A monster with regeneration, the Skill every climber hoped to get someday. Just what they needed.

“There’s no way you knew that thing could regenerate.”

"I—"

“Ryan!” Alex shouted, one hand on the side of the tunnel above them. He searched the chamber until he noticed them right under his nose and called, “Oh, good. You’re fine. What happened?”

Ryan briefly caught him up, missing a few of the things he didn’t know yet, and threw the sack up. They handed the Kobold’s staff, crystal, and belongings up afterward.

“Shit,” Alex cursed as he took them. It actually sounded like he was cursing for once and described exactly how Micah felt. “How much? A fifth or fourth? Is there anything else you can recover?”

“Yeah,” Micah started at the same time as Ryan said, “No.”

They looked at each other.

He pointed. “That thing’s dangerous. We don’t know what it can do. We should stay far away from it. It could squeeze through those tunnels like a flash flood for all we know.”

Micah gave him a derisive look. It’d been a tiny little baby slime just a few moments ago.

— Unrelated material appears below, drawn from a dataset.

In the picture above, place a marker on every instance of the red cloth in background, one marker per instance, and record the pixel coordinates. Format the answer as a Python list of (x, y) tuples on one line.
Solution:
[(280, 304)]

“You’re right,” Alex said, running a hand past his face. “We should cut our losses and move on. As long as we still have marbles, we can just do this all over again. The plan is still sound.”

Micah felt a spark of pride at that, but no, he had to interrupt Ryan when he asked the other guy to help him climb up.

“No.”

“No?” Alex asked.

Ryan sighed. “Micah wants to fight it.”

“Micah wants revenge,” Micah corrected him. “And you’re both wrong. We can fight that thing.”

“Fight what?” Kyle asked as he stumbled to a stop, visibly out of breath. His eyes widened the moment he saw the fire blue shape hulking around in the background. It had run out of crystals and was slowly moving around the center, squeezing its way past the inner side of the pillars.

He could hear the other two approaching behind them as they yelled down questions or Brent’s voice said, My stuff!

“You said it was regenerating,” Alex said as if that won the entire argument. If it was, they couldn’t kill it. The usual answer to regeneration was fire, after all.

“I’m not entirely sure it is,” Micah said. “It was the size of an alleyball when I first saw it. It only grew to that size after it ate all the fire crystals we had in there.” He showed them with his hands.

“So?” Kyle asked. He was the only one who wasn’t catching on. Alex and Ryan looked thoughtful. He could see their thoughts meeting him halfway.

“So it’s stopped eating,” Micah told him. “It isn’t headed for the piles. It’s headed for us.”

Ryan nearly jumped and glanced back, but quickly frowned. “It’s not headed toward us? See, it’s going right.”

“It just doesn’t want to touch the crystals in the middle,” Micah told him. “It can’t decide what it eats, only what it spits out.”

“There are other crystals down there,” Alex said. “If we hurt it, it will just eat those and heal up. And that thing’s three meters tall. That’s a lot of damage to deal. Ask yourself, is this worth it?”

Over his shoulder, Jason stumbled into view.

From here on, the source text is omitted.